Higgins grew up amid the violence between Catholics and Protestants in Northern Ireland known as “the Troubles.” As a child, Higgins had every reason to be afraid for his life and the lives of his loved ones. But that was not the only reality of his childhood; he also knew laughter, friendship and love.
Higgins asks readers to recognize that what we think of as “reality” is actually a story about our experience. This is not an argument for moral relativism, but it points out that our culture tells “dominant, diminishing stories” — like the world is going to hell in a handbasket. We are inundated with headline news of catastrophe and suffering.
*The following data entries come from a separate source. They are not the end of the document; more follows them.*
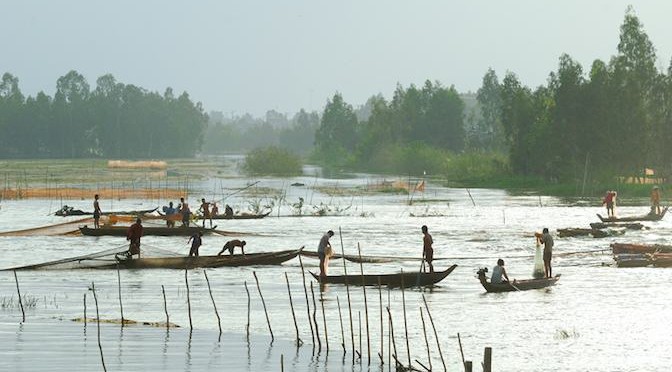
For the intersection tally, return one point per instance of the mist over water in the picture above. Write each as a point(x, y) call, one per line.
point(596, 318)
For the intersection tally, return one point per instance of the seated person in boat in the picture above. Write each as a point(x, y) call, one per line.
point(133, 236)
point(498, 272)
point(196, 240)
point(170, 211)
point(231, 244)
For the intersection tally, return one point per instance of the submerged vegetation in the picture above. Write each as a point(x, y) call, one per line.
point(272, 161)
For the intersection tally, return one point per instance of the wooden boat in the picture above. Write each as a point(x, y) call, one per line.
point(174, 262)
point(620, 248)
point(146, 231)
point(632, 260)
point(351, 258)
point(518, 285)
point(646, 217)
point(69, 211)
point(409, 279)
point(661, 259)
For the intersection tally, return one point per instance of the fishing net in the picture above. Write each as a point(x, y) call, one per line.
point(101, 259)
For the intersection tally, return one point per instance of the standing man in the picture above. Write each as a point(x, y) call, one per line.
point(546, 239)
point(96, 212)
point(185, 212)
point(655, 200)
point(196, 240)
point(133, 236)
point(322, 249)
point(427, 250)
point(205, 209)
point(231, 244)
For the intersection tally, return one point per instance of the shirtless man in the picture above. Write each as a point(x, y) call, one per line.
point(427, 250)
point(231, 244)
point(205, 209)
point(96, 212)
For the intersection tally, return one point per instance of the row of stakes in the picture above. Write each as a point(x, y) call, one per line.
point(313, 323)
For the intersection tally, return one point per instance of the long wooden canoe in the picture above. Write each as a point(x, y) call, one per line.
point(646, 217)
point(518, 285)
point(78, 212)
point(146, 231)
point(174, 262)
point(409, 279)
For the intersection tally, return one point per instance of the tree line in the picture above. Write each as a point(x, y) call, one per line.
point(112, 120)
point(615, 120)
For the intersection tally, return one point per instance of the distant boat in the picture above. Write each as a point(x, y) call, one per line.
point(518, 285)
point(646, 217)
point(408, 279)
point(69, 211)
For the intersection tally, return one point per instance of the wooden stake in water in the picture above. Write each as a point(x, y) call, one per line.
point(424, 332)
point(264, 304)
point(23, 313)
point(100, 346)
point(317, 329)
point(340, 317)
point(305, 292)
point(324, 320)
point(121, 305)
point(165, 306)
point(347, 290)
point(366, 306)
point(186, 281)
point(299, 342)
point(219, 320)
point(436, 335)
point(247, 327)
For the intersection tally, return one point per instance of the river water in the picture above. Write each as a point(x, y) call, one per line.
point(597, 318)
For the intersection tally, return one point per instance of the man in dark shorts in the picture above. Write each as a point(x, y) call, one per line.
point(133, 236)
point(196, 240)
point(231, 244)
point(96, 212)
point(322, 248)
point(185, 212)
point(427, 250)
point(547, 240)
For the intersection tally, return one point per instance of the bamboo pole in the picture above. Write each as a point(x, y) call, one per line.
point(84, 310)
point(214, 305)
point(186, 281)
point(247, 327)
point(340, 317)
point(299, 342)
point(23, 312)
point(436, 335)
point(366, 306)
point(264, 304)
point(347, 290)
point(424, 332)
point(305, 292)
point(165, 307)
point(121, 305)
point(403, 303)
point(100, 346)
point(317, 329)
point(324, 320)
point(382, 334)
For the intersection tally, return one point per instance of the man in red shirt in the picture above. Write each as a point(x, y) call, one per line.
point(133, 236)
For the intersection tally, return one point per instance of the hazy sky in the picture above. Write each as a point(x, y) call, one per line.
point(251, 56)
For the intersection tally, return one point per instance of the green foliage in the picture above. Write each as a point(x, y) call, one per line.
point(113, 120)
point(272, 161)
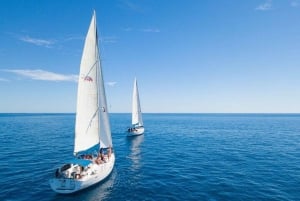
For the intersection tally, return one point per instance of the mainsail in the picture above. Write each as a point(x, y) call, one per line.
point(136, 107)
point(92, 123)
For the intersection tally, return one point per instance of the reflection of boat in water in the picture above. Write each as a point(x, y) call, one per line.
point(135, 154)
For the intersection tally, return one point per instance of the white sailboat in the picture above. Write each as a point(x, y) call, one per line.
point(93, 150)
point(137, 127)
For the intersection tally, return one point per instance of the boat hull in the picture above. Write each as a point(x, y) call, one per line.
point(96, 174)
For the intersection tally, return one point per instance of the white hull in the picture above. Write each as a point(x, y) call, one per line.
point(95, 174)
point(136, 131)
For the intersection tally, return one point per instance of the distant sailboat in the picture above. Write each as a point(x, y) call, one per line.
point(94, 157)
point(137, 127)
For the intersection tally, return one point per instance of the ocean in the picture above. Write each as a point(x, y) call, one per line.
point(210, 157)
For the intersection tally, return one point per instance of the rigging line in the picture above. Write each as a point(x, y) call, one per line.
point(92, 67)
point(94, 115)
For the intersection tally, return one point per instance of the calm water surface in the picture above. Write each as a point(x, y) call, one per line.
point(180, 157)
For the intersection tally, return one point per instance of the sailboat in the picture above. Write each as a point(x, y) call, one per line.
point(94, 157)
point(137, 127)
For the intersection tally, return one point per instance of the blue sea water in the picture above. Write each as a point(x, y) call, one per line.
point(180, 157)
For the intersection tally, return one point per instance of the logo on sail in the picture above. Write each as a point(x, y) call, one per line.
point(88, 78)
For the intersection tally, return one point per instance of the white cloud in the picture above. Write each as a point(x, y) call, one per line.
point(132, 6)
point(44, 75)
point(265, 6)
point(151, 30)
point(111, 84)
point(295, 3)
point(109, 39)
point(3, 80)
point(36, 41)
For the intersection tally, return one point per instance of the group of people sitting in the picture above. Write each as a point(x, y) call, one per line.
point(101, 157)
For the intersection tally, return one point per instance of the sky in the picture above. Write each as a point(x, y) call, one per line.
point(189, 56)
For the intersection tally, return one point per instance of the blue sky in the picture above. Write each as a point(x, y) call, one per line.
point(188, 56)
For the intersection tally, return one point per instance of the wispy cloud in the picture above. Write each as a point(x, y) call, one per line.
point(295, 3)
point(37, 41)
point(3, 80)
point(111, 84)
point(267, 5)
point(44, 75)
point(109, 39)
point(155, 30)
point(130, 5)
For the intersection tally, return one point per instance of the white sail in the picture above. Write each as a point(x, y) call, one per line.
point(92, 122)
point(136, 107)
point(92, 130)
We should not deny facts, even if they make us afraid, but “the real news about your world does not begin with the flashing red stripe across the bottom of the screen. … it begins in your mind with the story you’re telling about yourself.”
Throughout the book, Higgins offers contemplative exercises to help readers experience our “true self” as the part of us “that knows there is something real beyond what we have been trained to see with our eyes, something indescribably good.” Recognition of our true self as holy and beloved can help us reframe stories of scarcity, judgment and struggle into stories of abundance, assurance and grace. Referencing Seamus Heaney’s poem “The Skylight” in which the poet came to appreciate the new perspective, Higgins claims, “Better stories can let the light in.”
Higgins believes that the antidote to fear is “action rooted in hope.” In addition to listening to the light-giving story of our true self, he asks us to find life-giving community. Even in the Troubles of North Ireland, Higgins also found “quiet, immense strength manifesting among people willing to forgo divisive ideology in favor of the common good. … creating communities of beautiful, life-giving ambiguity rather than the superficial gratification of being ‘right.’” We can find such communities amid the divisive, death-dealing ideologies of our time and place as well.
I think most readers would agree that finding one’s inner light and sacred place in community would be an antidote to the isolating effects of fear. The beauty of How Not to Be Afraid is that Higgins is a master storyteller. He is a noted film critic and often mines movies for their spiritual depth. He also narrates anecdotes from his life and others to create empathy and then invites insight in the reader’s own life. As such, his book is less of a “how to” and more of a spiritual inspiration.
Higgins recognizes in himself the feelings of overwhelming anxiety, exhaustion, and dread for the future, yet “better stories about fear can transform these burdens into fuel for a more beautiful life, for a more peaceful world, helping us to find calm amid the storm.” If that sounds like a faith statement, you are reading it correctly. Higgins ends this book with a series of blessings like his mentor and friend, the late John O’Donohue, that I will return to, over and over again, as I seek the better stories to let the light in:
May you find the Anam Cara within.
Soul friendship with yourself,
that opens unto others,
makes a home for them,
and transfigures your inner life.
May you be the friend to yourself that we are all waiting for.